Le frère Tourduguet comprit qu’il perdait le contrôle de la situation. Il essaya une diplomatie enjôleuse.
« Je suis sûr que le Grand Maître Suprême va revenir tout de suite, dit-il. On va pas tout gâcher maintenant, hein ? Les gars ? On a organisé le combat avec le dragon et tout, on s’en est tirés comme des chefs, c’est quelque chose, non ? On en a vu de dures, pas vrai ? Ça vaut la peine d’attendre encore un peu, d’accord ? »
Le cercle de silhouettes en robes et capuchons racla des pieds en signe d’approbation réticente.
« D’accord.
— Ça va.
— Ouais.
— CERTAINEMENT.
— Ça marche.
— Puisque vous l’dites. »
Le sentiment gagnait peu à peu le frère Tourduguet qu’un détail clochait, mais il n’arrivait pas à le définir.
« Euh, fit-il. Frères ? »
Eux aussi s’agitaient, mal à l’aise. Quelque chose leur agaçait les dents. Une drôle d’ambiance.
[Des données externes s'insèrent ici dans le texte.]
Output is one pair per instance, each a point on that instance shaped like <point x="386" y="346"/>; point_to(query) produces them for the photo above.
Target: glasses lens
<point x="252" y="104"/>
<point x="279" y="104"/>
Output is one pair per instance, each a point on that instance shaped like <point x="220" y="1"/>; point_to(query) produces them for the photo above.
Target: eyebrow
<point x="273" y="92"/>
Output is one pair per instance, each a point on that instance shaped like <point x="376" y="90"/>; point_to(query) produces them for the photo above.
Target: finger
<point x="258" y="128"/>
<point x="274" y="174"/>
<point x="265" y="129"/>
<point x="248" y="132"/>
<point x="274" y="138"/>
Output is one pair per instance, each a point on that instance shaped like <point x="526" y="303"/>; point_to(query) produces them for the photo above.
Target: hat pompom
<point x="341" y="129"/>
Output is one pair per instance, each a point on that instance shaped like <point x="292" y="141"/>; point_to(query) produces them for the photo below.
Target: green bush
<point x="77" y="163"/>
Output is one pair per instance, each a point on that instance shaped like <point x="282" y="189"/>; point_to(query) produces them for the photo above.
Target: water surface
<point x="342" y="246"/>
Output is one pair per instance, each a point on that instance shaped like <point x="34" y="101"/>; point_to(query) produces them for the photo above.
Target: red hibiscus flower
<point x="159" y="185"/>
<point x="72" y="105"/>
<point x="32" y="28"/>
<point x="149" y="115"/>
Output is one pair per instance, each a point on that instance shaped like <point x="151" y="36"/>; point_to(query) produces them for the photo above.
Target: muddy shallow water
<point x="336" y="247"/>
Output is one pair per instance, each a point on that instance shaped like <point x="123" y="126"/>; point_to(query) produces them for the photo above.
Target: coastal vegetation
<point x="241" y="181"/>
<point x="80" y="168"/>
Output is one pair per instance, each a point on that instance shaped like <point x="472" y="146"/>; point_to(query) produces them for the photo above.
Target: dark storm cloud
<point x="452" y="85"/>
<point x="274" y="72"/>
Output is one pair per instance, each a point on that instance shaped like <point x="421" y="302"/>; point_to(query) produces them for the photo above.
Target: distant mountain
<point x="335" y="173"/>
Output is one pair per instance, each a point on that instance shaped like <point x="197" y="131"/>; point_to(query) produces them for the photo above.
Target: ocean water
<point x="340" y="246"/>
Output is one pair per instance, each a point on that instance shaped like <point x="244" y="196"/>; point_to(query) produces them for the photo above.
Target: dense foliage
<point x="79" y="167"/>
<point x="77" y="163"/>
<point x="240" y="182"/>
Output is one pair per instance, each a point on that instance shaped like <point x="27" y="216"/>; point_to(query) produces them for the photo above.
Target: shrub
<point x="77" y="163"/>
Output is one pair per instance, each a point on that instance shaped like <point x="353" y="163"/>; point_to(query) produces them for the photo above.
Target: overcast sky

« Frères, répéta le frère Tourduguet en tâchant de reprendre la situation en mains, on est bien tous ici, non ? »
Un chœur inquiet d’assentiment lui répondit.
« Évidemment, tiens.
— Qu’est-ce qui s’passe ?
— Oui !
— OUI.
— Oui. »
Ça recommençait, une subtile aberration dans l’atmosphère sur laquelle on n’arrivait pas à mettre le doigt parce qu’il avait trop peur, le doigt. Mais les pensées agaçantes du frère Tourduguet furent interrompues par un grattement sur le toit. Quelques petits morceaux de plâtre tombèrent dans le cercle.
« Frères ? » répéta le frère Tourduguet, nerveux.
Suivit alors un de ces bruits silencieux, un long silence bourdonnant de concentration extrême, peut-être troublé par une inspiration d’air dans des poumons larges comme des meules de foin. Les derniers rats de l’assurance du frère Tourduguet fuirent le navire en perdition de son courage.
19
Comme une purée de pois mais en beaucoup plus épais, à l’odeur plus louche de soupe de poisson et dont il vaut mieux ne rien savoir de certains ingrédients.